В стихотворении О. Мандельштама «Звук осторожный и глухой» [Мандельштам, 2020. С. 29] глухой звук указывает читателю на среду распространения этого звука, на предполагаемый его источник. Осторожный звук — это очеловеченная характеристика, которая как бы «переводит» природное явление на человеческий язык, где звук соотносится с явлением человеческой осторожности. Такой звук можно расслышать лишь в тишине, когда этот звук едва нарушает её. Звук падающего зрелого плода уже присутствует в памяти читателя, поэтому такие слова отсылают к вполне конкретному явлению, уже существующему в нашей слуховой памяти. То есть изображённом мире указывается знакомый звук, но опять же мы слышим его после того, как «увидели» дерево и падающий с него плод.
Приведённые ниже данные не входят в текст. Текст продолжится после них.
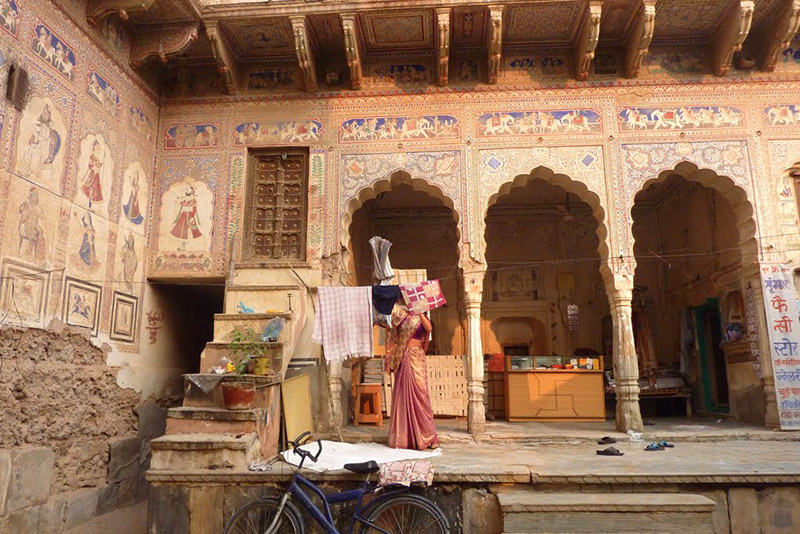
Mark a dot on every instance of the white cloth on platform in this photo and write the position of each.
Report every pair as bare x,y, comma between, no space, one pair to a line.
335,454
343,325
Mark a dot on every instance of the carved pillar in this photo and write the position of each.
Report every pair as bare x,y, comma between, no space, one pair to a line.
473,294
443,45
626,367
351,48
495,42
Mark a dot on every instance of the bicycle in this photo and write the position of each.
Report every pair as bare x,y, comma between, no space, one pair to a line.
394,510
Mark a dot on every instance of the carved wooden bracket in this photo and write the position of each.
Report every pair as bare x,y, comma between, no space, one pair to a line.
443,45
778,35
161,43
226,61
731,36
305,54
638,44
587,40
352,48
495,42
97,10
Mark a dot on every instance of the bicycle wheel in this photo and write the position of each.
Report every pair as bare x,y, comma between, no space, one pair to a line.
406,514
257,516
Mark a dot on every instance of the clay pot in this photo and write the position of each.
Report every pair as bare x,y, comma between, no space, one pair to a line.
238,395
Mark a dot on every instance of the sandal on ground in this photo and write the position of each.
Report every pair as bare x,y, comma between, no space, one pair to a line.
610,451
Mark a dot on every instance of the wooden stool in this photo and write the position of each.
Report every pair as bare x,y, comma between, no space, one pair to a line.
368,404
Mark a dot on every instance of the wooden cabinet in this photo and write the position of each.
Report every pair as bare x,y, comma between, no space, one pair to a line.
555,394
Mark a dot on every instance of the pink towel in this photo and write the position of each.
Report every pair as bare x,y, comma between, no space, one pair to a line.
422,297
344,322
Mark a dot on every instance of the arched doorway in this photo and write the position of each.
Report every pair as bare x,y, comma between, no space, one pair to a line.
693,232
544,298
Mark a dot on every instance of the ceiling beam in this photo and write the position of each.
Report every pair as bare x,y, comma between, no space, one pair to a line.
226,61
305,54
495,42
98,10
778,34
587,40
731,36
442,45
162,43
352,48
638,44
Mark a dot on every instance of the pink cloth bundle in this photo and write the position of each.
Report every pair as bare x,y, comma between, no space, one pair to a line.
422,297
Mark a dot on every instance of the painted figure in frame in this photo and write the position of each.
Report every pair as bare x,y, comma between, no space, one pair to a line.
185,225
131,207
31,233
43,145
91,185
87,251
412,413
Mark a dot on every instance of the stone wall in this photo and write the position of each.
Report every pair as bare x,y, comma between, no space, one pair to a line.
69,445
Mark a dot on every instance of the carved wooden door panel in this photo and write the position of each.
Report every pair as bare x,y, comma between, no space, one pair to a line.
277,207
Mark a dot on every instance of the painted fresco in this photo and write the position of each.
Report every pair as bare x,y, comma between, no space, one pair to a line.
51,48
40,144
179,136
135,195
104,94
257,133
538,122
95,173
186,217
9,16
683,118
274,78
140,122
393,128
782,115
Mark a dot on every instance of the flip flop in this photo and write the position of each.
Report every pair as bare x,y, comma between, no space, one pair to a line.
610,451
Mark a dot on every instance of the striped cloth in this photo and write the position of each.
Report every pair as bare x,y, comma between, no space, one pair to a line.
343,325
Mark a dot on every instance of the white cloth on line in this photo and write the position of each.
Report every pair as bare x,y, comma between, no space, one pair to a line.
335,454
343,324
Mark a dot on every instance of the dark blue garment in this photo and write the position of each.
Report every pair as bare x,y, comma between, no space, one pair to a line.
384,297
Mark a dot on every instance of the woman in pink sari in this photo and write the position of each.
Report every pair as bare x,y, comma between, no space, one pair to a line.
412,415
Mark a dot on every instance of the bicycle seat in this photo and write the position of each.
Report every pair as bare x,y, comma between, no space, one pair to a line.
363,467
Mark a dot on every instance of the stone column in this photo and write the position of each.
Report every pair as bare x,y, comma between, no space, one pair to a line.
626,366
473,293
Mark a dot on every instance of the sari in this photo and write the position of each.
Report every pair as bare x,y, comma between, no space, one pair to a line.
412,424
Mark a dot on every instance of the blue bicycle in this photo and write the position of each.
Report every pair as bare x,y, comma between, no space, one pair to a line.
392,510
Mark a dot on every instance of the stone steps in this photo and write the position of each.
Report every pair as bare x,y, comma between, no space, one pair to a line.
610,513
187,452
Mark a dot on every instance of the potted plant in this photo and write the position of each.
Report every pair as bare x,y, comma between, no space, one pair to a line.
244,347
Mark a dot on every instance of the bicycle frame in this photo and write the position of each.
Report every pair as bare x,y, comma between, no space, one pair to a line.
324,517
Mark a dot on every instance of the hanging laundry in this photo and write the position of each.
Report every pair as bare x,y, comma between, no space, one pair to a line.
423,297
343,325
382,271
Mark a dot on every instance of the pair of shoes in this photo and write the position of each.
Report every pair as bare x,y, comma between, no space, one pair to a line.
610,451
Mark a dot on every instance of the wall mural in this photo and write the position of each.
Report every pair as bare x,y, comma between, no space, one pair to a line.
679,118
394,128
538,122
104,94
40,144
782,115
257,133
52,49
95,172
180,136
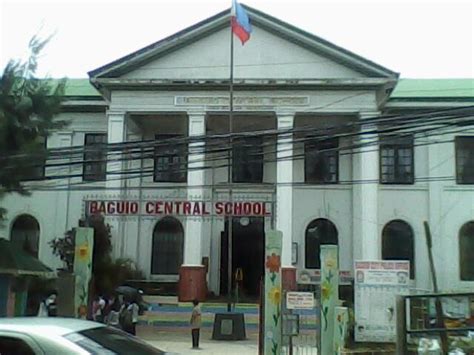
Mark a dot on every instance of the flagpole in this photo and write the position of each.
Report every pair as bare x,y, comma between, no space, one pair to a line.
229,171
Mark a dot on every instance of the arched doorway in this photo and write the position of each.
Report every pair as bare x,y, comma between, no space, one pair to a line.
466,251
167,247
398,243
318,232
25,233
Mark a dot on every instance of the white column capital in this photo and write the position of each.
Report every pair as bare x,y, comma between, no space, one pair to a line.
196,123
285,119
116,115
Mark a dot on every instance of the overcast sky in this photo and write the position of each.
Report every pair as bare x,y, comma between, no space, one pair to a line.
417,38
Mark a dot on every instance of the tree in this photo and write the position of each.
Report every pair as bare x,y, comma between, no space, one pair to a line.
107,273
28,113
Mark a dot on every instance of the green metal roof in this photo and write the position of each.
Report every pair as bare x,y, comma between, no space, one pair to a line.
405,89
433,88
79,88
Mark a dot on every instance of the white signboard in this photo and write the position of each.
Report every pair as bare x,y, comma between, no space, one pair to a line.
299,300
377,283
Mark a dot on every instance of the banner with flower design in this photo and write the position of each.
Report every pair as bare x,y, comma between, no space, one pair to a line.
329,295
341,322
272,325
82,269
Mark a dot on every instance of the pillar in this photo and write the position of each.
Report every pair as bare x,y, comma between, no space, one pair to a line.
365,161
115,134
192,275
65,141
284,197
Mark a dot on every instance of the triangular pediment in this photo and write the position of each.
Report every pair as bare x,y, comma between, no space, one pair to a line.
276,50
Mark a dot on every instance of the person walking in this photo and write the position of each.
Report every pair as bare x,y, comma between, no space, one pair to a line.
195,323
98,309
128,317
52,304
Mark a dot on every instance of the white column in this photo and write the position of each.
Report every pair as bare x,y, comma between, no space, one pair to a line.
284,196
366,239
65,140
115,134
194,227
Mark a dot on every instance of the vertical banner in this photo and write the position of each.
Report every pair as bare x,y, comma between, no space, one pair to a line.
82,269
272,322
377,284
329,295
341,321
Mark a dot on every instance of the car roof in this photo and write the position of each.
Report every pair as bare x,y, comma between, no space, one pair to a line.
50,325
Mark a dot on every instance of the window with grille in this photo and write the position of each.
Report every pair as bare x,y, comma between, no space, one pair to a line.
397,162
170,159
321,162
465,160
466,251
319,232
167,248
398,243
36,168
247,160
95,157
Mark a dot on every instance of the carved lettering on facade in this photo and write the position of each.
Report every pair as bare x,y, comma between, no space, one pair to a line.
251,101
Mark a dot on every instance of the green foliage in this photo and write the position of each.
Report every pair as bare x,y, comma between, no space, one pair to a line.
28,110
64,249
107,273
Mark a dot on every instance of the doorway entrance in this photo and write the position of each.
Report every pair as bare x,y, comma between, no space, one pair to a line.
248,252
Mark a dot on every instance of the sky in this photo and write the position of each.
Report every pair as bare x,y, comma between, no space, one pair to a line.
416,38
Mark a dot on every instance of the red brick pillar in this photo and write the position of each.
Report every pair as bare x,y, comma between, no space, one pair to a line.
288,278
192,283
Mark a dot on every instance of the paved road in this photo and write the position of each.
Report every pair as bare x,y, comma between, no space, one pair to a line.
181,344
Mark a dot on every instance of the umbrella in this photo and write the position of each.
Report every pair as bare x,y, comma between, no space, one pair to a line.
127,291
15,261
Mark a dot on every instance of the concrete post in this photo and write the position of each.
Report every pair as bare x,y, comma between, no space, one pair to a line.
116,133
365,194
284,196
192,277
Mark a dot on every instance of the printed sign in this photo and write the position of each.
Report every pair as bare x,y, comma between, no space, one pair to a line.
178,208
299,300
377,283
83,269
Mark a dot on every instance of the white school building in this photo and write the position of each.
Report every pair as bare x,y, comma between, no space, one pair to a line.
368,195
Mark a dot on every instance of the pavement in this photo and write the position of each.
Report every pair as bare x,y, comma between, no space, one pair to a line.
181,343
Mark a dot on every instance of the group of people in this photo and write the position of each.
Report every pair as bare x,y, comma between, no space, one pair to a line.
118,311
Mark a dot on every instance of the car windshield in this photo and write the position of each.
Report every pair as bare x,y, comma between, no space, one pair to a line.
110,341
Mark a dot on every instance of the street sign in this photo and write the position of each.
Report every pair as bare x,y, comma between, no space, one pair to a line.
299,300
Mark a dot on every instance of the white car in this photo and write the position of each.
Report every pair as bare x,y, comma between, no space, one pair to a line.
44,336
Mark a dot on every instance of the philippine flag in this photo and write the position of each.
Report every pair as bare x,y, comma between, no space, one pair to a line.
240,22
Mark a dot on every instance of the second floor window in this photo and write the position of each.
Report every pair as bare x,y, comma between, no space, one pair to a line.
170,159
36,167
321,161
247,160
95,157
464,160
397,162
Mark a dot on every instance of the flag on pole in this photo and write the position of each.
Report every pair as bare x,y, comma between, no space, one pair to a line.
240,22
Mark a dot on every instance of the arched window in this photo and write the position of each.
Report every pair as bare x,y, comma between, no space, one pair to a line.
466,251
318,232
25,234
167,248
398,243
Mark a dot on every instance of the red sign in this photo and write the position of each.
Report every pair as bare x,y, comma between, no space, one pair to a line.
178,208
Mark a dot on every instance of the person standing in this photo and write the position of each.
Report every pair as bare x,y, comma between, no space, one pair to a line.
98,309
128,317
195,323
52,304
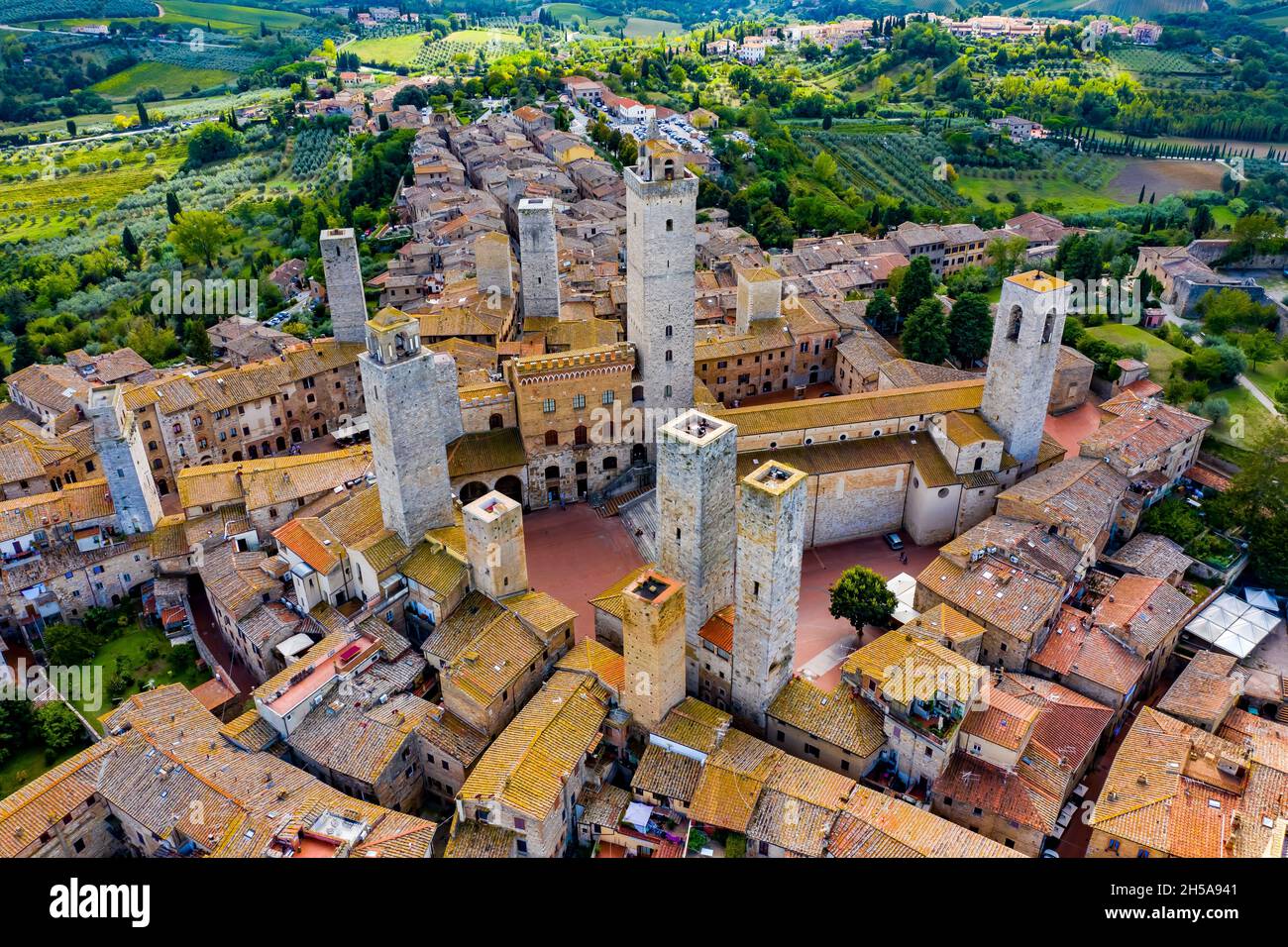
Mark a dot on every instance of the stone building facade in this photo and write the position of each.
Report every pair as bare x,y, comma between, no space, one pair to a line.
771,543
344,290
697,528
661,214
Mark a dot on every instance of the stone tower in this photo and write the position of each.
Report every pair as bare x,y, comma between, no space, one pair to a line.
1026,330
760,296
697,463
493,545
344,292
771,544
407,441
124,460
539,258
653,647
661,219
492,265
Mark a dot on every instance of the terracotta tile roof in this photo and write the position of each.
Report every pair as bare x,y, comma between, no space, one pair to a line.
995,592
909,667
596,659
1176,789
719,629
476,839
668,774
859,454
1076,646
1205,690
874,825
531,762
837,716
857,408
1150,556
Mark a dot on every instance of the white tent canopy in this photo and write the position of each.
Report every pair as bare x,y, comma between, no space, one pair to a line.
1234,625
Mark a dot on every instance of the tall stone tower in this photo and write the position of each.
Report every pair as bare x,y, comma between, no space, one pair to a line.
661,219
343,275
760,296
125,462
407,441
771,544
1026,330
539,258
493,545
697,462
653,647
492,265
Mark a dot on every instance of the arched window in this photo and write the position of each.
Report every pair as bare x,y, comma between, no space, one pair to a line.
1013,331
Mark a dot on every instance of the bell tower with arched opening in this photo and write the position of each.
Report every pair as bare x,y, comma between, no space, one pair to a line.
408,434
661,219
1026,330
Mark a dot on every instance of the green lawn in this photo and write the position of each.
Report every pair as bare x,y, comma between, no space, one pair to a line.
1073,197
1159,355
170,78
26,764
1267,376
1247,421
132,648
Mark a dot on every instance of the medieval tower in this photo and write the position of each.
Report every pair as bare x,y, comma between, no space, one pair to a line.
407,438
653,646
493,545
344,292
697,460
1026,330
760,296
539,258
124,460
771,544
661,219
492,266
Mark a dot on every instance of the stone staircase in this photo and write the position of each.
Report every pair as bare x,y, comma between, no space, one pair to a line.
613,504
639,517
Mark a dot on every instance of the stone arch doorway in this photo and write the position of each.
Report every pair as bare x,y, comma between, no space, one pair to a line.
472,491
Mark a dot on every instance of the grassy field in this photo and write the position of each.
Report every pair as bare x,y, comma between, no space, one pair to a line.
391,50
171,80
133,650
1159,355
1073,197
1247,421
51,205
26,764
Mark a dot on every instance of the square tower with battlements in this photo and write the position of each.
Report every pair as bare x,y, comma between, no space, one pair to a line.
1026,329
493,545
125,462
771,544
539,258
760,296
661,221
344,289
653,646
697,468
408,441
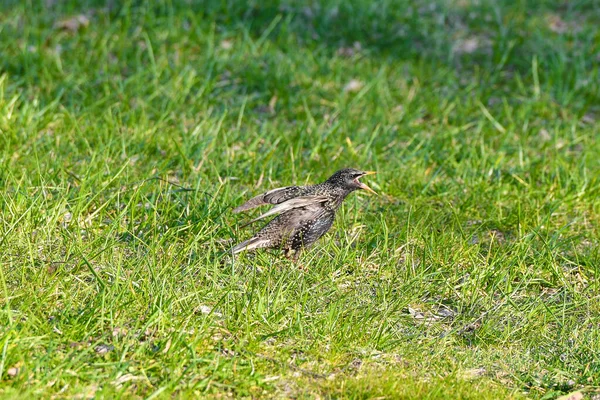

До тех пор, пока известно только то, что звук осторожный и глухой, мы всё же не можем конкретизировать в своём воображении этот звук, но как только мы «видим» в воображении плод, падающий с древа, — звук обретает понятную ясность. Здесь звуковые характеристики «переводятся» на визуальный «язык»: как только в воображении читателя зарождается зримый мир леса, он наполняется и воображаемом звуком. Именно зримые образы дают актуализирующий посыл от зрительного представления читателя к слуховому воображению.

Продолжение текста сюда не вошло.